Para conseguir tales cambios harán falta movilizaciones que demanden radicalidad democrática con el objetivo de lograr una transformación profunda, peticiones que constantemente serán reprimidas por el establishment político-mediático del país con el argumento del “respeto a la ley” como condición de diálogo. Dicho “respeto a la ley” es el mejor indicador del enorme desequilibrio de fuerzas que tuvo lugar durante la Transición, ya que las derechas (en el espectro político europeo, las ultraderechas), que controlaban el Estado dictatorial, mantuvieron su ascendencia sobre el Estado democrático, sesgando las leyes (y la Constitución) a su favor.

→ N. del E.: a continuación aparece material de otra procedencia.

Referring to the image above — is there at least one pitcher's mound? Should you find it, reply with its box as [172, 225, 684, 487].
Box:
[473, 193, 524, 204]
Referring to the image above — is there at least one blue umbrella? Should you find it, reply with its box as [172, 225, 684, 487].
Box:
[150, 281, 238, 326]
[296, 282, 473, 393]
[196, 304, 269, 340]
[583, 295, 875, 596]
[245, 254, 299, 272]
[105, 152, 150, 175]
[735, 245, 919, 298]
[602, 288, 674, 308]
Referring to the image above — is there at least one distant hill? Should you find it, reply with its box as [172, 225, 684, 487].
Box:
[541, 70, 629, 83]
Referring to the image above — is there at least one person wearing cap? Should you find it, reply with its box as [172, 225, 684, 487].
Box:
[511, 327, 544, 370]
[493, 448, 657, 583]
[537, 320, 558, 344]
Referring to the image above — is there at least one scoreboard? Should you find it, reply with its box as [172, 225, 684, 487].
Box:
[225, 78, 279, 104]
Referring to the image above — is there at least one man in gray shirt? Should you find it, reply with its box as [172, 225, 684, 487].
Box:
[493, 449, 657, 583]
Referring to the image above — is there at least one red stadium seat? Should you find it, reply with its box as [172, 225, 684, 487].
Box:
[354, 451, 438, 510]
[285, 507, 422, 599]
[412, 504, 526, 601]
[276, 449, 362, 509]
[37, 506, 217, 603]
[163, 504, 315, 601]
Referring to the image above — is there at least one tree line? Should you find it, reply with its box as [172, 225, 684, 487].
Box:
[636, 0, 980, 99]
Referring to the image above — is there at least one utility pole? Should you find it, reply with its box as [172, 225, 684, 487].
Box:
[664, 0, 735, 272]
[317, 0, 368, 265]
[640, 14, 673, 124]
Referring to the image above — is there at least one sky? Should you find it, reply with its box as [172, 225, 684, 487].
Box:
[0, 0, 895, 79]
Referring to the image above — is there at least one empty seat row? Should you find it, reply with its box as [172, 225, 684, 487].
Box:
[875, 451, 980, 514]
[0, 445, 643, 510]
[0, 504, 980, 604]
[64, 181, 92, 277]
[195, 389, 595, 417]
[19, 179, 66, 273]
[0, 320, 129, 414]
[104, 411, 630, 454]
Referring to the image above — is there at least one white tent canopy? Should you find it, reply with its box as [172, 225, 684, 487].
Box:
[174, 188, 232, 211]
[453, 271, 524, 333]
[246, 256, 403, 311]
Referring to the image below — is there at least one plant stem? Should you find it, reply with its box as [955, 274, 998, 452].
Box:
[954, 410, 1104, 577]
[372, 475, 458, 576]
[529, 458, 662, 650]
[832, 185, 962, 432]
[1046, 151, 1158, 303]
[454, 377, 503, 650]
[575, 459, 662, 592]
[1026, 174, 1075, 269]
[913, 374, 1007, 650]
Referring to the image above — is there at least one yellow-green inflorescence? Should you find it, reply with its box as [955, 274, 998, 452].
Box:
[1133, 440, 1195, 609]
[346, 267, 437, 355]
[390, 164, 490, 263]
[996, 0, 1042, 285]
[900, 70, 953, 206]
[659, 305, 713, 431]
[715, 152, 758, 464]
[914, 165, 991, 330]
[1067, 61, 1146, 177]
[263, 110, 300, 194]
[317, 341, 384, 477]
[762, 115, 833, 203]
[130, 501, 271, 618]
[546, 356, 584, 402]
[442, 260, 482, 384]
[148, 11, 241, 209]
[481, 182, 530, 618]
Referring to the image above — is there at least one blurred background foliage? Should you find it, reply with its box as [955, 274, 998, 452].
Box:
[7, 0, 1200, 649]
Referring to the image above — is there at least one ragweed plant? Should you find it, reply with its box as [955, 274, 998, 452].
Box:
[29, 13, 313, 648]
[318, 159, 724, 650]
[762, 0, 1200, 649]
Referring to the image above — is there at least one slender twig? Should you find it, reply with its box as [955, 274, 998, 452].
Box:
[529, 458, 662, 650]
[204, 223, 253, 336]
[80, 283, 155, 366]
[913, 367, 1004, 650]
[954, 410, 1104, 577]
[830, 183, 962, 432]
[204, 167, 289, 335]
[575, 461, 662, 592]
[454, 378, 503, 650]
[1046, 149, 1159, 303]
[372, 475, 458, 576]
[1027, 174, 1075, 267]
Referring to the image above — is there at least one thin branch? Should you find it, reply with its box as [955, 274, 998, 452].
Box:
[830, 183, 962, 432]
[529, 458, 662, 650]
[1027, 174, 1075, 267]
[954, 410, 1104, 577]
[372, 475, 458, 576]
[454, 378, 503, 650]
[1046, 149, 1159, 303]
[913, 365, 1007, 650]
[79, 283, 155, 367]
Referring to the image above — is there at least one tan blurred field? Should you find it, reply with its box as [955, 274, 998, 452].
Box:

De ahí la confusión de equiparar democracia con el imperio de la ley. Muchas leyes, incluida la electoral, son profundamente antidemocráticas. Democracia es soberanía popular, y esta no se mide por el número de escaños o por la aplicación de la ley, sino por el número de votos en un contexto de libertad y variedad de opciones e información, lo cual no ocurre en España. En este sentido, la crítica que debe hacerse a los dirigentes independentistas no es que se saltaran la ley, sino que utilizaran para ello unas leyes (las leyes electorales) escasamente democráticas, que les daba mayoría cuando representaban a menos de la mitad de la población catalana. Perdieron credibilidad democrática cuando así lo hicieron, presentando unas aspiraciones meramente partidistas como un proyecto nacional y patriótico, comportándose como habían hecho y continúan haciendo los nacionalistas españolistas que, con una minoría muy marcada de votos, tienen mayoría absoluta en el Senado. Estas leyes son profundamente antidemocráticas.

Es importante notar que hoy hay, a lo largo del territorio español, incluyendo Catalunya, toda una serie de movilizaciones sociales (desde los movimientos anti-austeridad hasta los movimientos feministas, entre otros muchos) que se están concienciando que existe una coincidencia de frustraciones en dicho territorio que puede generar un deseo de cambio que permita una segunda transición donde se corrija el enorme sesgo que existe en las instituciones del Estrado (también las catalanas), de manera que se complete la construcción del proyecto que se había iniciado antes: el proyecto de una España justa, solidaria, policéntrica, diversa y plurinacional.